Black Flies

When I was in Portland, Oregon, I lived in a hippie house, and a lot of times I would find my mail buried in piles, with a postmark that was several months old. (Hippies are great but not very dependable when it comes to the mundane details of life.) To remedy this problem, I got myself a post office box in downtown Portland, and I would make almost daily visits to the post office. Often on the tables bearing labels and other post office accessories, people would leave mail that they didn’t want from their boxes.

 

One day I found two medical journals that a doctor had discarded, and I took them home with me. What gold! I would page through these magazines looking at strange rashes, the third stage of syphilis, necrotic flesh from a brown recluse spider bite and scare myself silly with the awful, terrible diseases out there. I still have those magazines. That’s what Black Flies reminds me of–those medical magazines.

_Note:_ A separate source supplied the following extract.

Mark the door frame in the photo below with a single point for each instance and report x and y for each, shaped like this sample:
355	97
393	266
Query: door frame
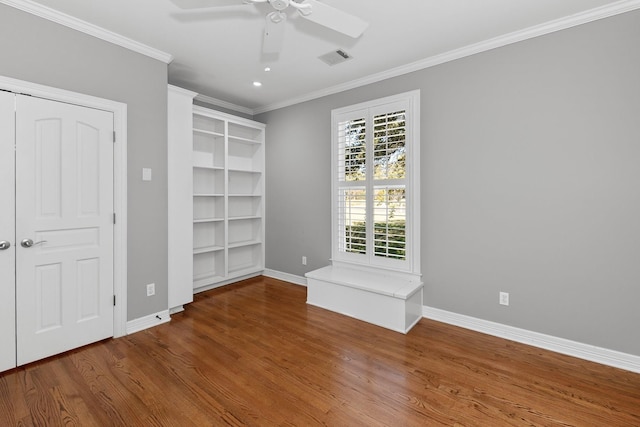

The novel is from the viewpoint of a young medic who has just started working in Harlem and must go through the initiation rites that anybody must endure in a new workplace. Of course, when your workplace is an ambulance and emergency room, these initiation rites become quite macabre. The author Shannon Burke goes into excruciating detail about the bad things that are out there–that can happen to a body–and I love it. The descriptions of what happens to a corpse in the dead heat of summer after five days and what a gunshot to the brain looks like–they satisfy the horror junkie in me. I like knowing what color intestines are and things of that nature.

The fictional narrative is broken up with quoted text from medical manuals and that is just as fascinating to me as the story. When I was a kid, I loved going through the family medical encyclopedia and seeing all the diseases that are out there. I should see if I can get a subscription to one of these medical magazines–surely I don’t have to be a doctor to get something like that. I think I could get a lot of good ideas from the pictures and stuff because I sure don’t understand a word of the medical jargon.